I am planning to purchase a residential flat in Mumbai from an NRI; the cost would be ₹ 45 lakh. What would be the TDS implications and things I need to ensure before proceeding with the purchase?
Under the India income-tax law, if the seller qualifies as non-resident in India during the relevant financial year, the buyer is required to deduct TDS (tax deducted at source) at specified rate (plus applicable surcharge and health and education cess) on taxable capital gain on sale of immovable property. The specified rate is 20% (plus applicable surcharge and health and education cess) in case of long-term capital gain (LTCG) and 30% (plus applicable surcharge and health and education cess) in case of short-term capital gain (STCG).

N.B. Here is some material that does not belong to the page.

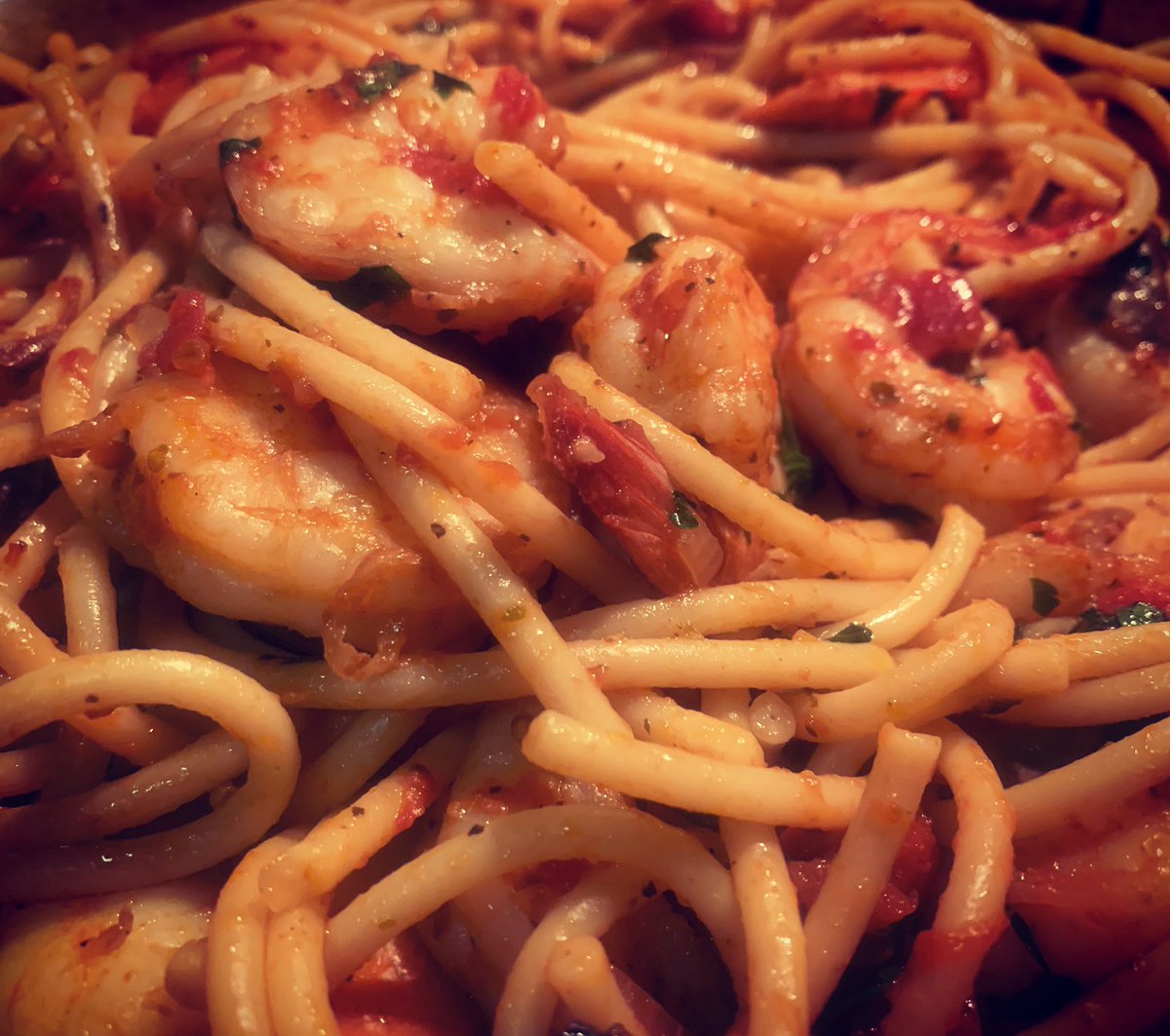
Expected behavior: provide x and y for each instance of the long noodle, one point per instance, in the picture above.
(576, 518)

If the seller qualifies as resident in India during the relevant financial year, the buyer is required to deduct TDS at the rate of 1% on sale consideration if the sale consideration exceeds ₹ 50 lakh.
Any immovable property held for a period of more than 24 months is classified as a long-term capital asset. In case of a long-term capital asset, taxable capital gain will be net sale proceeds less indexed cost of acquisition (i.e. adjusted as per cost of inflation index or CII) less indexed cost of improvement.
The seller is entitled to exemption in respect of LTCG tax under specified provisions subject to fulfilment of attached conditions thereon.
In your case, it is important to determine:
a. Residential status of the seller
b. Taxable amount of capital gain
If the taxable amount of capital gain is nil, there will be no TDS implications. There are penal consequences if there is a default in deposit of TDS. Thus, it is very important that the residential status and the taxable amount of capital gain is calculated accurately. You may obtain an affidavit-cum-declaration for residential status and taxable capital gain from the seller.
Alternatively, you may approach the income-tax officer to calculate taxable capital gain on sale of immovable property and/or obtain a lower or nil withholding tax certificate.
As part of TDS compliance on purchase of immovable property from a non-resident, you will need to do the following in consultation with your tax advisor:
1. Obtain a Tax Deduction Account Number (TAN) ;
2. Deduct TDS at appropriate rate and deposit TDS with the income-tax authorities within seven days from the end of the month in which the payment or credit has been made.
3. File Form 27Q (withholding tax return) within 31 days from the end of the quarter (31 May for the quarter ending Mar) in which the payment or credit has been made.
4. Issue Form 16A within 15 days from the date of filing the withholding tax return.